Reference is made to the opinion letter from Troutman Pepper Hamilton Sanders LLP dated December 23, 2022, and included as Exhibit 5.1 to the Registration Statement. We are delivering this supplemental opinion letter in connection with the prospectus supplement (the “Prospectus Supplement”) filed on August 28, 2025, by the Company with the Commission pursuant to Rule 424 under the Securities Act. The Prospectus Supplement relates to (i) the offering by the Company of up to an aggregate of 14,700,000 shares (the “Common Shares”) of the Company’s common stock, par value $0.001 per share (the “Common Stock”), and (ii) the registration of placement agent warrants (the “Placement Agent Warrants”) to purchase up to 514,500 shares of Common Stock (such shares issuable upon exercise of the Placement Agent Warrants, the “Placement Agent Warrant Shares”) to be issued to the placement agent pursuant to the Placement Agency Agreement (as defined below) covered by the Registration Statement.

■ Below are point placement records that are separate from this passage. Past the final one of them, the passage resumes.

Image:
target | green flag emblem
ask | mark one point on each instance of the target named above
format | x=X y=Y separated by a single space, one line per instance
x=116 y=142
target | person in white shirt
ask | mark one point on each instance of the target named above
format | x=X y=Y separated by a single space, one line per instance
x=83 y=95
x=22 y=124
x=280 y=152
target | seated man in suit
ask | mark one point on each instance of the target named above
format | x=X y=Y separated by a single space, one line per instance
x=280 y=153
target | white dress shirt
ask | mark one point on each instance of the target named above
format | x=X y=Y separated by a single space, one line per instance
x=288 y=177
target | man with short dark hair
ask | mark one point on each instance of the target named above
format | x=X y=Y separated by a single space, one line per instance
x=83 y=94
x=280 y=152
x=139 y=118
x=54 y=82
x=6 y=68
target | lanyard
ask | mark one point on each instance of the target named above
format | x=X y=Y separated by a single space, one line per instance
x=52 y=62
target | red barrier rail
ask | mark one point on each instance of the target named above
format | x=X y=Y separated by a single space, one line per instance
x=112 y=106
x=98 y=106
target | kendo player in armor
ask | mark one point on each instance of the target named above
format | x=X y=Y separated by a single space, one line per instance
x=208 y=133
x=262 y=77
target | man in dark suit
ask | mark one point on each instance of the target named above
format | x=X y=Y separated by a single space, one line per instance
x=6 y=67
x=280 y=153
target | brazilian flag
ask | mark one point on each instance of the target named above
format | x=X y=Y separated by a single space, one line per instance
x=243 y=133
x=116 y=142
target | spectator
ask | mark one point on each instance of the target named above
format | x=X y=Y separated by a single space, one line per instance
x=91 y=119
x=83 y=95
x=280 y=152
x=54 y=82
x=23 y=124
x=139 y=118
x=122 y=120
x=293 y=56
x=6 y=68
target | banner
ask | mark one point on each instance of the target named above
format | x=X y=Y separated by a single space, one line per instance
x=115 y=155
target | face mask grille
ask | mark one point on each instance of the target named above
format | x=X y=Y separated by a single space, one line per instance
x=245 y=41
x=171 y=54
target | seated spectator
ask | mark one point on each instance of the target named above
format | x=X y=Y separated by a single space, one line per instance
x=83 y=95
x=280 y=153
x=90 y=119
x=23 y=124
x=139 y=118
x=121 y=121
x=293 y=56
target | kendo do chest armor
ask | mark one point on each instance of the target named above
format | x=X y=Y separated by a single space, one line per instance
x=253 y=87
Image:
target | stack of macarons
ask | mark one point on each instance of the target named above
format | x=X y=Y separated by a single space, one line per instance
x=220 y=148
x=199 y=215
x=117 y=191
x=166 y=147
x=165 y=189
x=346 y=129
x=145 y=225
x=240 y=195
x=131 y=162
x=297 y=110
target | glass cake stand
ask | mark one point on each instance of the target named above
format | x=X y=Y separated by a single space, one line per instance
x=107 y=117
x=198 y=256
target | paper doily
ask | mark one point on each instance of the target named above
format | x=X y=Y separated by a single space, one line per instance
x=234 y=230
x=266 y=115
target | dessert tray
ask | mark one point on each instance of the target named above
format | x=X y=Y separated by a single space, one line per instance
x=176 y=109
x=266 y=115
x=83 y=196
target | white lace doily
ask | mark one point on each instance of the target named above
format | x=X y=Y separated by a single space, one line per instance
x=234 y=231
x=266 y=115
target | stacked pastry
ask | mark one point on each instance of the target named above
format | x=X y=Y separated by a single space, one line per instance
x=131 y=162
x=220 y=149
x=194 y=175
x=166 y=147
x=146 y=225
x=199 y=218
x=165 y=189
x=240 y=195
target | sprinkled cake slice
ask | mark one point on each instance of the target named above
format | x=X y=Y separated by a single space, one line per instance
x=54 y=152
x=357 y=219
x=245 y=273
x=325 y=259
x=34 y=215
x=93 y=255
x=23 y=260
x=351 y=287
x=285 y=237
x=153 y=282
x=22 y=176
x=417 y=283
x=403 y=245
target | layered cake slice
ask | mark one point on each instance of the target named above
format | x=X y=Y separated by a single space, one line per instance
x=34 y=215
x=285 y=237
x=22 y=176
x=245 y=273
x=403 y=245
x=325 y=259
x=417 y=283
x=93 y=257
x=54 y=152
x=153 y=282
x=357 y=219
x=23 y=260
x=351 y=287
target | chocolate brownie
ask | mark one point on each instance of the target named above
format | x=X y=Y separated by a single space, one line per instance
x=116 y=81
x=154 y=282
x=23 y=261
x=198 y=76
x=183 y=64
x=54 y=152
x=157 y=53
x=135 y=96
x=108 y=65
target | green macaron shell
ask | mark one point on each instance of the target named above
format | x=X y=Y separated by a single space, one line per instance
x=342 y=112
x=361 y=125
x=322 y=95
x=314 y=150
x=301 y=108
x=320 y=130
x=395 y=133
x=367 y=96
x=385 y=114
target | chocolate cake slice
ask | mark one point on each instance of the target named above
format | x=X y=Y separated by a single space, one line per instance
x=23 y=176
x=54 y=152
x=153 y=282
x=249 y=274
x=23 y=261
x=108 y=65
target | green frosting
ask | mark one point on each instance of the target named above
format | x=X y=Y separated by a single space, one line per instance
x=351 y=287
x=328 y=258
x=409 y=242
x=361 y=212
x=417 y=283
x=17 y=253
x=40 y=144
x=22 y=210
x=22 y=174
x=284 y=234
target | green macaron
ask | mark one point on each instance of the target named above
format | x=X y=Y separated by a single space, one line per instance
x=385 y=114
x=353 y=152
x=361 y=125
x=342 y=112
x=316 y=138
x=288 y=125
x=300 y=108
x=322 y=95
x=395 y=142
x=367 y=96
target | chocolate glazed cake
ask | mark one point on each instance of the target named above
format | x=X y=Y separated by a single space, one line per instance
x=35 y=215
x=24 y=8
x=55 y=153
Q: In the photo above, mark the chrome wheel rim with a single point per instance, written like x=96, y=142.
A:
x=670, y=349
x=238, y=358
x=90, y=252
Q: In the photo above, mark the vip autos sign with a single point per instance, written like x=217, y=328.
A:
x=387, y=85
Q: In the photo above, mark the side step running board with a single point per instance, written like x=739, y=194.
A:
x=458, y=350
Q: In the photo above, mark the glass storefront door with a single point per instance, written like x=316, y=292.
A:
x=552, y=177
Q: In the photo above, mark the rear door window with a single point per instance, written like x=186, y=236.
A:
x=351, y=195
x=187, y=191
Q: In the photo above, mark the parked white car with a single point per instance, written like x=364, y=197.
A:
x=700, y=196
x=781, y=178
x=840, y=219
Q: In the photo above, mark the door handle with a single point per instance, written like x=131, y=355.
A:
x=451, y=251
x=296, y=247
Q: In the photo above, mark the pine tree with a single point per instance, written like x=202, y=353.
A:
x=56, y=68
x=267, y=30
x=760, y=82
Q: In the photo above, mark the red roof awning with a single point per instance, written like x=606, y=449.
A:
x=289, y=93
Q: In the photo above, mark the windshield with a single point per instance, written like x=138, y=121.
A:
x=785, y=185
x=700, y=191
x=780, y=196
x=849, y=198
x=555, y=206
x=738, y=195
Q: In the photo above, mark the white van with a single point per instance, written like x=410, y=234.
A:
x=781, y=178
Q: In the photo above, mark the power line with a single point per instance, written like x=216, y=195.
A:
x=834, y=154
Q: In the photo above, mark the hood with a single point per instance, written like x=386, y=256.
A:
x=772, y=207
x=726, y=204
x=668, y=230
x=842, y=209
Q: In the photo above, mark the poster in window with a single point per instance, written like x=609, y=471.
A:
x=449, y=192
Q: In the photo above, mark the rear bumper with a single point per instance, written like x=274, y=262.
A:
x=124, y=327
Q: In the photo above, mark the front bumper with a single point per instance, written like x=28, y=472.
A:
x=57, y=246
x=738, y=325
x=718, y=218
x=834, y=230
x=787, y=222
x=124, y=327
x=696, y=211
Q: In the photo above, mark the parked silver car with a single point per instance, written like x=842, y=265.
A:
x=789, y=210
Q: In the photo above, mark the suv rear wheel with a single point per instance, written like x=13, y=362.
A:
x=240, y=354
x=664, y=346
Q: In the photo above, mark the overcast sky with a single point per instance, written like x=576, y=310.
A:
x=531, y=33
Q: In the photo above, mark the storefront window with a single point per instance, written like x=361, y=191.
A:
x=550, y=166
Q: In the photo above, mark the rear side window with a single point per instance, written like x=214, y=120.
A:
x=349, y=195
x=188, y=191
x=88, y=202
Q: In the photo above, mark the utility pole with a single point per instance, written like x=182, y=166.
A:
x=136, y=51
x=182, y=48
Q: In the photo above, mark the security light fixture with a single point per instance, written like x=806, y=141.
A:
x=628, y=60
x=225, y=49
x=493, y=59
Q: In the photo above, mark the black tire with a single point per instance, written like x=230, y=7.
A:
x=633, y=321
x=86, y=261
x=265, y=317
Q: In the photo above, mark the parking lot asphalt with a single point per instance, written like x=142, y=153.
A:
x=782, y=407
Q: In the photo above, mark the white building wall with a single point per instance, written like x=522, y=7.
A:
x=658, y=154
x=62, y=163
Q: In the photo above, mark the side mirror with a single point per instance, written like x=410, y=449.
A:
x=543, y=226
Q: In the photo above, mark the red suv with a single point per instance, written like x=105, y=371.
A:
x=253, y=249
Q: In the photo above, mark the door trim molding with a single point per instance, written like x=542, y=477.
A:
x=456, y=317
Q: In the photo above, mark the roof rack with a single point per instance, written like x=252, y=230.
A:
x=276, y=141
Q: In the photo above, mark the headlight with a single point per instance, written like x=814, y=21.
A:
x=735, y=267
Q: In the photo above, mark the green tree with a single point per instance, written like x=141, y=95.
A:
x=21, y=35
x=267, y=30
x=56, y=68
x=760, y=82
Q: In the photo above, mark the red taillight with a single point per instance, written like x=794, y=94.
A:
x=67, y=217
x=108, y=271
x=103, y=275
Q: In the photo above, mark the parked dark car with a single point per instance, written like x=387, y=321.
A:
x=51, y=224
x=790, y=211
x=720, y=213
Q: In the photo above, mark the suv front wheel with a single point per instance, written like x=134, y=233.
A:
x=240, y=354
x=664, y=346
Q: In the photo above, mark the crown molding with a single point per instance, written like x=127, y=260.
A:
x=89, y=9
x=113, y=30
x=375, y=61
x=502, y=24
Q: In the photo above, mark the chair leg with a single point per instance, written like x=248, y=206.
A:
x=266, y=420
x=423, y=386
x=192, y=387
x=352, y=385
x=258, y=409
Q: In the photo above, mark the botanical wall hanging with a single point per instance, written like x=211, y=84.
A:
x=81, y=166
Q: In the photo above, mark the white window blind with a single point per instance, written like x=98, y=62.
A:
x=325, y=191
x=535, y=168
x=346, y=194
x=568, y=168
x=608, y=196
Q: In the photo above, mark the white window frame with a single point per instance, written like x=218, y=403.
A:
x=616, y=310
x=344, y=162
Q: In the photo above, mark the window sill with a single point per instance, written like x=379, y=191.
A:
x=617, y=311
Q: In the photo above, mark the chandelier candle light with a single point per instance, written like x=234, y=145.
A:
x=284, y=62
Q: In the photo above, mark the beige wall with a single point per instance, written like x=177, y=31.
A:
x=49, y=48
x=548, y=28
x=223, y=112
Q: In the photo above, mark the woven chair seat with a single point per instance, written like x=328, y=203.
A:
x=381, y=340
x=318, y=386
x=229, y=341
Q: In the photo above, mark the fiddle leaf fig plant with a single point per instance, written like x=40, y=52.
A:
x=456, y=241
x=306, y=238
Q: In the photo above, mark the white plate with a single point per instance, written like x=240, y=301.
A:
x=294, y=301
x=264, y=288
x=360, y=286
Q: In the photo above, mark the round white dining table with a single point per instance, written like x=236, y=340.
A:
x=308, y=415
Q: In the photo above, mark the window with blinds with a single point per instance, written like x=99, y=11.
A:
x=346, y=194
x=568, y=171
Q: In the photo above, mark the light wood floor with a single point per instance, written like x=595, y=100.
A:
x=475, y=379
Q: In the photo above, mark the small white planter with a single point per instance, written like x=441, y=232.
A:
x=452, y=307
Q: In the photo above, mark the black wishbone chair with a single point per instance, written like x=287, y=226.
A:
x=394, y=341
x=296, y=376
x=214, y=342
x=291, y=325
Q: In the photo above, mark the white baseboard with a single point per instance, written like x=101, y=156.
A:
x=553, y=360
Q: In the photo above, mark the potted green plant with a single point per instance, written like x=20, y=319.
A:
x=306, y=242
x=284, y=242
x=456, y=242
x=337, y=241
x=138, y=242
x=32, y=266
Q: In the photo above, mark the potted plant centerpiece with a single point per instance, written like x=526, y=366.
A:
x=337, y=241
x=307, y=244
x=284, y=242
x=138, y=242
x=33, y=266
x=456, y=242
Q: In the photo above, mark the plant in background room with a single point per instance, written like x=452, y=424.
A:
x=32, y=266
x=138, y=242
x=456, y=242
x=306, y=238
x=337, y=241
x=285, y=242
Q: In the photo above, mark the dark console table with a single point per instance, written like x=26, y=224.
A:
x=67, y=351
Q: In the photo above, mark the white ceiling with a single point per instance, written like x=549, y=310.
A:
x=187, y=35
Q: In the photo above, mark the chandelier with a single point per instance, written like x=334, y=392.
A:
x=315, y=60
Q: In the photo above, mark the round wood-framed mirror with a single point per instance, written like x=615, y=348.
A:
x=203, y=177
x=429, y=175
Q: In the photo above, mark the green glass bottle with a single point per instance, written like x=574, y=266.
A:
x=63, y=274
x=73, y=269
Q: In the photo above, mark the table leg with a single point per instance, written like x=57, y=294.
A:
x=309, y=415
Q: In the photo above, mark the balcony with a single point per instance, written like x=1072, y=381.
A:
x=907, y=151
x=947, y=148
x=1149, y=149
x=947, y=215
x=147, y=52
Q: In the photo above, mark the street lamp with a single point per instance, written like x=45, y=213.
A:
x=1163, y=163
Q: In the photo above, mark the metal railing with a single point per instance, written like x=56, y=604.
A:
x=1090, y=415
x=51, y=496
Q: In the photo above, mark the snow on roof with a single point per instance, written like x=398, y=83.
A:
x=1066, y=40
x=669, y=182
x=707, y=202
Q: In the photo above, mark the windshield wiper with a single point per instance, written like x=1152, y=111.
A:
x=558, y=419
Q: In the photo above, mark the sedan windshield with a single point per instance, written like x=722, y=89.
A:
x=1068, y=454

The Shares and Placement Agent Warrants are being sold and issued pursuant to (i) a securities purchase agreement, dated as of August 27, 2025 (the “Securities Purchase Agreement”), by and among the Company and the purchasers signatory thereto (each, a “Purchaser” and, collectively, the “Purchasers”) and (ii) a placement agency agreement by and between the Company and the placement agent signatory thereto (the “Placement Agency Agreement”).

 

We have reviewed such documents and made such examination of law as we have deemed appropriate to give the opinions set forth below. We have relied, without independent verification, on certificates of public officials and, as to matters of fact material to the opinions set forth below, on certificates of officers of the Company.

 

 

 

 

Cognition Therapeutics, Inc.

August 28, 2025

Page 2

 

The opinions set forth below are limited to the Delaware General Corporation Law and, with respect to opinions paragraph 2, the law of the State of New York. Based on the foregoing, we are of the opinion that:

1.The Common Shares have been duly authorized and, when delivered and paid for in accordance with the terms of the Securities Purchase Agreement, will be validly issued, fully paid and non-assessable.

 

2.The Placement Agent Warrants have been duly authorized and executed by the Company and, when delivered in exchange for the consideration set forth in accordance with the terms of the Placement Agency Agreement, will be valid and binding obligations of the Company.

 

3.Assuming the Placement Agent Warrant Shares were issued today in accordance with the terms of the Placement Agent Warrants, they would be validly issued, fully paid and non-assessable.

 

The opinions expressed above are subject to bankruptcy, insolvency, fraudulent transfers, reorganization, moratorium and other similar laws of general application affecting the rights and remedies of creditors and to general principles of equity.

 

This opinion letter and the opinion it contains shall be interpreted in accordance with the Core Opinion Principles as published in 74 Business Lawyer 815 (Summer 2019).

 

We hereby consent to the inclusion of this opinion as Exhibit 5.1 to the Registration Statement and to the references to our firm under the caption “Legal Matters” in the Registration Statement. In giving our consent, we do not admit that we are in the category of persons whose consent is required under Section 7 of the Securities Act or the rules and regulations thereunder.